In trend analysis, the base period is always normalised to 100%. This base period is used as a reference point for comparison to other periods or years to identify trends and growth patterns.
The percentage that will always be the base period in trend analysis is 100%. This is because the base year (or base period) is the timespan whose data is used as the starting point and is normalised to 100. It helps in comparing different sets of data over time to identify patterns and trends with inflation rates, prices, or growth levels. The selection of the base period is arbitrary and it is typically updated routinely so that it remains relatively close to the present, which ensures comparability over time. However, regardless of the base period chosen, the trend percentages relative to the base period will be consistent.

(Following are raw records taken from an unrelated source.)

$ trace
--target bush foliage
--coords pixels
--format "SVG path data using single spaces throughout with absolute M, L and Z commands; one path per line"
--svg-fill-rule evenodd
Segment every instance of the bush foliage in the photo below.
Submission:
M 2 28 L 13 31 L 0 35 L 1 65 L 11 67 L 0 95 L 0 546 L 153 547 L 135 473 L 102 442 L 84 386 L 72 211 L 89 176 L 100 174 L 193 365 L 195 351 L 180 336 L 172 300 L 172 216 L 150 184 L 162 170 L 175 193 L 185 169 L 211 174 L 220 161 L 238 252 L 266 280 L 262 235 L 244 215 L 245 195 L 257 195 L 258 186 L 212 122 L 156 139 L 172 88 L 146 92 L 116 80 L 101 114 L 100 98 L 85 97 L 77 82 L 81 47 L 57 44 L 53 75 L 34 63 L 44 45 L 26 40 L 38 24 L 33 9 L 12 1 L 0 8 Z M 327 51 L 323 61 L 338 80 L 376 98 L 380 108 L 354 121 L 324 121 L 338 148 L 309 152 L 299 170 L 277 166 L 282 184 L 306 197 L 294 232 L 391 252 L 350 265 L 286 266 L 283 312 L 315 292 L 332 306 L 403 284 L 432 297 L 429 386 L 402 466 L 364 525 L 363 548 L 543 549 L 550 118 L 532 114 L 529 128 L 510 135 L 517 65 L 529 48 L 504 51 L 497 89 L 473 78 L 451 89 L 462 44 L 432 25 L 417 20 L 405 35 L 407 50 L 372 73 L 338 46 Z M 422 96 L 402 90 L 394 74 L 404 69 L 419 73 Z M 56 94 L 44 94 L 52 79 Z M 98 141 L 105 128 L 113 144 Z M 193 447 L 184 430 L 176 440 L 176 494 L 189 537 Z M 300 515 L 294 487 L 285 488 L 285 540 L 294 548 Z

For example, if we are analyzing economic growth, and we choose 2010 as the base year, then all GDP figures are compared to the 2010 level, which is set to 100. If the GDP in 2015 is twice that of 2010, it would be indexed at 200. This allows analysts to see that the economy has grown 100% since the base period, irrespective of the actual GDP values.
In inflation calculations or index numbers, a base period is also employed. Whether you are calculating inflation rates or comparing GDP changes, the base period serves as a consistent reference point. It's important to understand that using a different base period does not change the rate of inflation or growth; it simply changes the index numbers proportionally. Therefore, any base year chosen will result in the same rate of change when assessing inflation or growth patterns.